Комиссар положил трубку и скомандовал Люкасу:
— Позвони в службу регистрации иностранцев. В делах префектуры полиции на Польенского не оказалось и намека. Иными словами, чех въехал в страну нелегально, как многие до него, как десятки тысяч ему подобных, которыми переполнен трущобный Париж. Естественно, по примеру большинства раздобыл себе поддельное удостоверение личности. В районе улицы Сент-Антуан хватает лавочек, где эту липу продают пачками по твердой цене.
— Созвонись с Ситроеном.
Принесли фотографии убитого, и Мегрэ раздал их инспекторам отдела охраны нравственности и отдела меблированных комнат. А сам поднялся на чердачный этаж, прихватив с собой отпечатки пальцев. Они не сошлись ни с одной дактокартой.

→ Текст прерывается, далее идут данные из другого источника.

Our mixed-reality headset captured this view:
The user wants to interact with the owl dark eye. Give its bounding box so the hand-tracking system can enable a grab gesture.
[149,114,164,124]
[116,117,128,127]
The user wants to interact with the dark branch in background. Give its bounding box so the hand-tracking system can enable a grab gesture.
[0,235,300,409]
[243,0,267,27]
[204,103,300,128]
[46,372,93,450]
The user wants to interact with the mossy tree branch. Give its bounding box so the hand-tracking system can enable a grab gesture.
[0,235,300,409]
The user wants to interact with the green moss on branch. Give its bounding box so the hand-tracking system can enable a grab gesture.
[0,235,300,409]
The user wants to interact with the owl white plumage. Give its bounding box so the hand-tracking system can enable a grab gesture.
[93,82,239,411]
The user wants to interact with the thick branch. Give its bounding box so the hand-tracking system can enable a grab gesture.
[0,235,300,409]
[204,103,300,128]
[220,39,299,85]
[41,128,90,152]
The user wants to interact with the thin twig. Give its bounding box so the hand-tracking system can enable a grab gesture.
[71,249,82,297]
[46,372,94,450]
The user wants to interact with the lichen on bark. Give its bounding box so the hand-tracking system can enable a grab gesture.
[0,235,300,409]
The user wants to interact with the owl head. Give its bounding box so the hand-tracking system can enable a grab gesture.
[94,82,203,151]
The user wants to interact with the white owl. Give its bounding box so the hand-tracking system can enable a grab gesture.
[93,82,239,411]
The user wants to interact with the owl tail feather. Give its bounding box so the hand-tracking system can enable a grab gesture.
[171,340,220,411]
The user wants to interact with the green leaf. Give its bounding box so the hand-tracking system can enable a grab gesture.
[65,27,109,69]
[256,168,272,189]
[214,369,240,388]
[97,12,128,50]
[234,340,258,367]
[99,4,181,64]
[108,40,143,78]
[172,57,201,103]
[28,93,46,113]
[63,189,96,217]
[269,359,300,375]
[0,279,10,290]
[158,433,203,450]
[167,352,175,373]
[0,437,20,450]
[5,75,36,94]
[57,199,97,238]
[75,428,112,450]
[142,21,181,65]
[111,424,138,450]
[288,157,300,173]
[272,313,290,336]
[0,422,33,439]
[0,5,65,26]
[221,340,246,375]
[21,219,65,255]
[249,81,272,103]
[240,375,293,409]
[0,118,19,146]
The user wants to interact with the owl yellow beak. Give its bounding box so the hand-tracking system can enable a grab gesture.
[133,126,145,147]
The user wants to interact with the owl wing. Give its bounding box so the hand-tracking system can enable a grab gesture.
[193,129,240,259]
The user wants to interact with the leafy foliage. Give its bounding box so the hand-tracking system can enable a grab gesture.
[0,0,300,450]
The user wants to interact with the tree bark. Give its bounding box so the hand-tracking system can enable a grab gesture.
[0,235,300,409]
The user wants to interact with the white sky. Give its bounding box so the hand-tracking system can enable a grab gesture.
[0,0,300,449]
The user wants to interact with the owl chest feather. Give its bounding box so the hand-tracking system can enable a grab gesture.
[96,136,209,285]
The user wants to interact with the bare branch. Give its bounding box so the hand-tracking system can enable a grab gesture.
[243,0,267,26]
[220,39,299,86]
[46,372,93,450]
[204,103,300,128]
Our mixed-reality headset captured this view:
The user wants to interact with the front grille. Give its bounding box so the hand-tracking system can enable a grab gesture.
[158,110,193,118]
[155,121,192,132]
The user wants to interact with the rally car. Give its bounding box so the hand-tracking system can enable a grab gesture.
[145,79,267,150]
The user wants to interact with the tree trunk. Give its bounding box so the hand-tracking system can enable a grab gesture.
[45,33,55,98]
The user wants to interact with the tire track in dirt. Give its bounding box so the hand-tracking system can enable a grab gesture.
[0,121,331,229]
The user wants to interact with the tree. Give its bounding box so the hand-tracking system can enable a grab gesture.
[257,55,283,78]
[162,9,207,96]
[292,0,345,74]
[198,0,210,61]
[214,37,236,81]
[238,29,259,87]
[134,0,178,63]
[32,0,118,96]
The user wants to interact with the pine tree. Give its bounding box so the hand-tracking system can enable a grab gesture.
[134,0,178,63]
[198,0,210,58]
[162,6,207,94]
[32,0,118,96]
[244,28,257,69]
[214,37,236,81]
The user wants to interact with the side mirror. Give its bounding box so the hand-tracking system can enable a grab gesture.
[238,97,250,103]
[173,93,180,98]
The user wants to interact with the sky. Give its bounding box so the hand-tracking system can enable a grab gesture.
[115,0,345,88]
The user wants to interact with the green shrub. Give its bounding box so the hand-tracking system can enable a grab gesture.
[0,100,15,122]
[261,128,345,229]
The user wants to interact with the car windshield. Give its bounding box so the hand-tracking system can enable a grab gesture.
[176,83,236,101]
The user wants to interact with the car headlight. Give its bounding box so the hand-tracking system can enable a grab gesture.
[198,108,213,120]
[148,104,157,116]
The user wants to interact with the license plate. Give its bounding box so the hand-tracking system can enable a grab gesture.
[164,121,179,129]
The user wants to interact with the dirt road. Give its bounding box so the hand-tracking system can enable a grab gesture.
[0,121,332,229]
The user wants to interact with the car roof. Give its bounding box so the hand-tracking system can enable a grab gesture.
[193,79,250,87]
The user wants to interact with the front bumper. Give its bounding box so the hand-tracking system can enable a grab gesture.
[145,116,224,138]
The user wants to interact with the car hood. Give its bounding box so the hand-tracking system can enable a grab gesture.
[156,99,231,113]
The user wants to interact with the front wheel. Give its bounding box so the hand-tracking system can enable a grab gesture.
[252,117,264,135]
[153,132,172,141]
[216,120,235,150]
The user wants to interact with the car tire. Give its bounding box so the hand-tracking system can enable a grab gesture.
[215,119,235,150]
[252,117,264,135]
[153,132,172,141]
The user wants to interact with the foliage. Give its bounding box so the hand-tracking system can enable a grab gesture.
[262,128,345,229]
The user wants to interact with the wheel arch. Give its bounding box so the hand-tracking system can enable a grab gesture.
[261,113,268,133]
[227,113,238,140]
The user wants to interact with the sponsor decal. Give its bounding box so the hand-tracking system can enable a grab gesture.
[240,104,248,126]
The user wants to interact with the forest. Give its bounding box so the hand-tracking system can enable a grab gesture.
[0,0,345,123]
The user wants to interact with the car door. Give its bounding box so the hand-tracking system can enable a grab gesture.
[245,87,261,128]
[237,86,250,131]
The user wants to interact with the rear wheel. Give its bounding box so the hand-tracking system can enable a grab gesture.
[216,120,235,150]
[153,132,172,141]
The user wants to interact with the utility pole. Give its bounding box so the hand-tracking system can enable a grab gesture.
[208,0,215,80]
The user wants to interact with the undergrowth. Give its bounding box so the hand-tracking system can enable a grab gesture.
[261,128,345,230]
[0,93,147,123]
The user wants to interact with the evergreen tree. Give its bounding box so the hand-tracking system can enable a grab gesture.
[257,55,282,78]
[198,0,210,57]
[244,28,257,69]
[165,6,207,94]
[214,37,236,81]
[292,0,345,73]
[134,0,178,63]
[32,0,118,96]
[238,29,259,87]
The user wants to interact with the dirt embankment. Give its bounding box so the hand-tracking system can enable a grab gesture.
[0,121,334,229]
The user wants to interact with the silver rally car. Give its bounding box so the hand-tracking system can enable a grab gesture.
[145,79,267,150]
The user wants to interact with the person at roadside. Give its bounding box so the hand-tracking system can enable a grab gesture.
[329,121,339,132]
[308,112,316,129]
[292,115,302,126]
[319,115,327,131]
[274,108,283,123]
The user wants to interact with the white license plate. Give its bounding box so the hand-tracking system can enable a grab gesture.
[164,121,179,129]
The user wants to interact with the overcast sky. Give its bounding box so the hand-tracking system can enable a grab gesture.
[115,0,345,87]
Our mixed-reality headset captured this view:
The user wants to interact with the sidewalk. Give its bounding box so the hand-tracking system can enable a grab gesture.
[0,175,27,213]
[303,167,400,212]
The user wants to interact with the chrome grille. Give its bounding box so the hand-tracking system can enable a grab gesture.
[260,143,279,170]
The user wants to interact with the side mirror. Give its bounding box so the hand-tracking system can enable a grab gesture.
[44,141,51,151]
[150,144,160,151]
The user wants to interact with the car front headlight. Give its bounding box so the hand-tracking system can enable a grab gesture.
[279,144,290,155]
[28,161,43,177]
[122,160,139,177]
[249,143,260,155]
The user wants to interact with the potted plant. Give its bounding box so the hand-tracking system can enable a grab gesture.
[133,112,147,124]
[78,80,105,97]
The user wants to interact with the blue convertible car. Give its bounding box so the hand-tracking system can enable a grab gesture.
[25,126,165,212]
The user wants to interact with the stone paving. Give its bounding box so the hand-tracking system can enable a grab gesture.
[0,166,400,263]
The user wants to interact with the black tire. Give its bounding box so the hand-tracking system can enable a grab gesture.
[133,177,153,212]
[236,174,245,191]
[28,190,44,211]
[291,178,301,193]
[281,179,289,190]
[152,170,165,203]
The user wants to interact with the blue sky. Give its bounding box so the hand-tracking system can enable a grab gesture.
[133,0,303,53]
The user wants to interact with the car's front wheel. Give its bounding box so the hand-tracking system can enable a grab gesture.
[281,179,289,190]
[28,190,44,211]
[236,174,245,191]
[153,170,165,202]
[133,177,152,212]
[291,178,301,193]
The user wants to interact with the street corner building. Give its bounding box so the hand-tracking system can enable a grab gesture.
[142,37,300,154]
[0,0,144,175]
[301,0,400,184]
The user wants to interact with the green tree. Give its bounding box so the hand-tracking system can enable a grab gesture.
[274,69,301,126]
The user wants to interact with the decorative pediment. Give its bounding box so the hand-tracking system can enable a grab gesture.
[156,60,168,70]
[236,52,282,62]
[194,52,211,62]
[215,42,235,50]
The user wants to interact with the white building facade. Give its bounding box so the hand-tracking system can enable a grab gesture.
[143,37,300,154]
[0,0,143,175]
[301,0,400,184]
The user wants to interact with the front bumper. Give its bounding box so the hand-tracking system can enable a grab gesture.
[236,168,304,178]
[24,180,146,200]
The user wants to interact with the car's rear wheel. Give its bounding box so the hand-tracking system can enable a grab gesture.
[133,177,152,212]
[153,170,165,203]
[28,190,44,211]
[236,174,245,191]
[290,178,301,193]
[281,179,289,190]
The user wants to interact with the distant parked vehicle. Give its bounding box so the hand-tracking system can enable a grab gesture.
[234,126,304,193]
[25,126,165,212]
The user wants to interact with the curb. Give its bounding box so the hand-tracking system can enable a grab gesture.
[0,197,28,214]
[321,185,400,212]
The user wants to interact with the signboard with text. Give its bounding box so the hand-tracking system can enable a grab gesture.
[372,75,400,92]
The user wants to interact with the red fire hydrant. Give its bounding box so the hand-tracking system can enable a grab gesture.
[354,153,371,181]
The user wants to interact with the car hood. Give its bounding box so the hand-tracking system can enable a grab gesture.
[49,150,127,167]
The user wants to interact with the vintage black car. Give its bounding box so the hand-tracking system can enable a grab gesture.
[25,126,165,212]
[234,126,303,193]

— Мерса нет? — осведомился «комиссар, приоткрыв дверь лаборатории.
Мере не должен был находиться на месте: он работал всю ночь и утро. Но сна ему требовалось немного. Семьи у него нет, подруги, насколько известно, тоже, живет он одной страстью — своей лабораторией.
— Я здесь, шеф.
— Для тебя еще один труп. Но сначала зайдем ко мне. В кабинет комиссара они спустились вместе. Люкас говорил по телефону с бухгалтерией Ситроена.

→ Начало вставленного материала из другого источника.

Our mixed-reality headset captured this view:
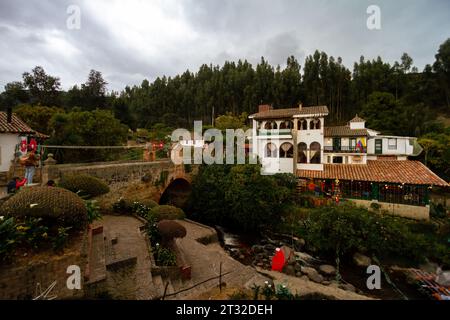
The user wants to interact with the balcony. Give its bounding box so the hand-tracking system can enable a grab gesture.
[323,146,367,153]
[258,129,292,136]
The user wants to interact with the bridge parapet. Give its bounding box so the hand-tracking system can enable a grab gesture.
[42,160,196,190]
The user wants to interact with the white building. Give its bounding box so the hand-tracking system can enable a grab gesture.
[0,110,46,189]
[249,105,449,219]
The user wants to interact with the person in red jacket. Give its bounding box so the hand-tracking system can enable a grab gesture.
[7,177,27,193]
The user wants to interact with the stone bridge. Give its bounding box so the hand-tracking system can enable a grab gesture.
[41,159,198,204]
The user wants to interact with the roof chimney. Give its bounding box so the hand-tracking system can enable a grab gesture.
[258,104,273,112]
[6,107,12,123]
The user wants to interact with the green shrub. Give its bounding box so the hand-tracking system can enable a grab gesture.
[59,174,109,197]
[303,205,428,261]
[157,220,186,243]
[154,246,177,266]
[0,187,87,229]
[0,217,19,261]
[113,198,158,218]
[85,200,102,223]
[52,227,71,252]
[150,205,185,221]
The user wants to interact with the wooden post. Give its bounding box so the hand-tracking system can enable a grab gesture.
[219,261,222,292]
[161,281,169,300]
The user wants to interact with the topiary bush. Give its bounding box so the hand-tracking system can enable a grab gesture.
[0,187,87,229]
[149,205,185,221]
[58,174,109,197]
[112,197,158,214]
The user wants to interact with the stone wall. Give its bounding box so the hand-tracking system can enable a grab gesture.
[349,199,430,220]
[42,160,195,196]
[0,235,87,300]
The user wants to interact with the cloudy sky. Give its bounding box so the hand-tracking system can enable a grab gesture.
[0,0,450,91]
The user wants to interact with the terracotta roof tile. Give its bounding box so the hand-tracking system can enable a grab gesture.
[297,160,449,187]
[0,111,36,133]
[350,114,366,122]
[250,106,328,119]
[324,126,369,137]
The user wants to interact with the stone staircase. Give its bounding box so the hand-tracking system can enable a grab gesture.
[85,217,158,300]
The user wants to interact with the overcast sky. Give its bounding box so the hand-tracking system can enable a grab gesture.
[0,0,450,91]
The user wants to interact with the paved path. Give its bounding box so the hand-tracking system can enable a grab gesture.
[97,215,157,300]
[167,221,267,299]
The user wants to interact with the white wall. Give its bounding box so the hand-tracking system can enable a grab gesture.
[367,136,414,155]
[0,133,20,172]
[257,136,294,174]
[350,122,366,130]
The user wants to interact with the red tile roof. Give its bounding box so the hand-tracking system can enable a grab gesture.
[297,160,449,187]
[0,111,49,139]
[0,111,36,133]
[250,106,328,119]
[350,114,366,122]
[324,126,369,137]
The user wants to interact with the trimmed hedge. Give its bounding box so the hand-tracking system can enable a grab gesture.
[58,174,109,197]
[149,205,186,221]
[0,187,87,229]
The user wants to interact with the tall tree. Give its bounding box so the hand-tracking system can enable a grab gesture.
[22,66,61,106]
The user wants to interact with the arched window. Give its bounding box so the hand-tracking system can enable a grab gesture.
[266,142,277,158]
[309,142,320,163]
[280,142,294,158]
[297,142,308,163]
[298,120,308,130]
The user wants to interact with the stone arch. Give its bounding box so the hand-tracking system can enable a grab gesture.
[298,119,308,130]
[264,121,278,130]
[280,120,294,129]
[280,142,294,158]
[264,142,278,158]
[309,141,321,163]
[297,142,308,163]
[159,178,191,209]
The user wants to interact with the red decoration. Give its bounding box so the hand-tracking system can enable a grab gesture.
[20,139,27,153]
[272,248,286,272]
[29,139,37,151]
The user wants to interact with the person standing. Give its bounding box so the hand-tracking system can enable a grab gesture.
[24,148,39,185]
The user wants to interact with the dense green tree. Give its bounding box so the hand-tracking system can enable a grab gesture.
[22,66,61,106]
[14,105,64,134]
[433,38,450,112]
[190,164,295,231]
[1,81,29,107]
[46,109,128,163]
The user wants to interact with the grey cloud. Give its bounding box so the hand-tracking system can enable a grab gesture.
[0,0,450,90]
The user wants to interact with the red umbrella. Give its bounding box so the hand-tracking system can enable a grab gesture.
[272,248,286,272]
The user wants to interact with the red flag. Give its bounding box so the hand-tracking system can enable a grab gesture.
[272,248,286,272]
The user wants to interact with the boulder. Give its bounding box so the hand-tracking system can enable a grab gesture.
[300,266,317,275]
[283,265,295,277]
[339,283,356,292]
[294,251,317,264]
[308,272,324,283]
[293,237,306,250]
[353,252,372,268]
[319,264,336,276]
[300,275,309,281]
[302,267,324,283]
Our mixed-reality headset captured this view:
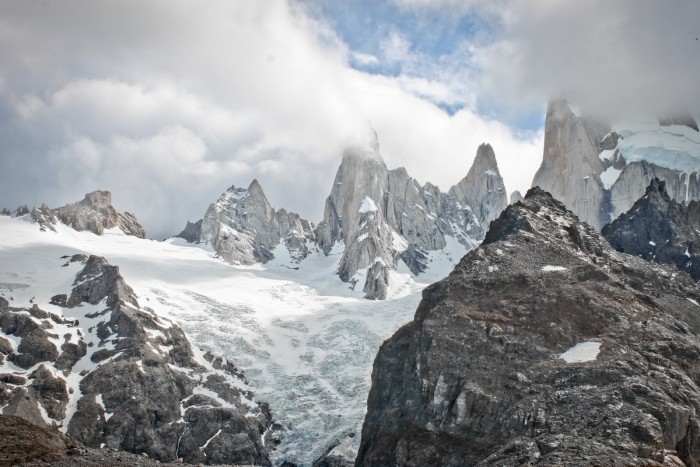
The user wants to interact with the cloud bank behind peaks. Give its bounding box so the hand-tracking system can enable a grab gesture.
[479,0,700,118]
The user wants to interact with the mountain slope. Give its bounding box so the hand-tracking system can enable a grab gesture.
[183,132,494,300]
[602,179,700,280]
[449,143,508,232]
[0,249,271,464]
[356,188,700,466]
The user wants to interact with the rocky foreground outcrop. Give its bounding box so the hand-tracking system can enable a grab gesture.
[0,255,271,465]
[449,143,508,232]
[602,178,700,280]
[15,190,146,238]
[356,188,700,466]
[532,99,700,229]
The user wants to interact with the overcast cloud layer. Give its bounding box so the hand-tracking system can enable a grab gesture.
[0,0,700,238]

— Старуха не соврала. Он числился на заводе разнорабочим в течение трех месяцев. В платежной ведомости не фигурирует уже больше полугода.
— Работал хорошо?
— Невыходов мало, но на Ситроене столько народу, что там никто никого не знает. Я спросил, не стоит ли завтра повидаться с мастером участка, где работал чех, — быть может, тот даст более подробные сведения. Мне отсоветовали. Будь это специалист — другое дело. А разнорабочие почти сплошь иностранцы. Нанимаются, увольняются, и никто их не помнит. Несколько сотен их всегда толпятся у ворот в ожидании найма. Работают три дня, три недели, три месяца, потом исчезают. По мере надобности их перебрасывают из цеха в цех.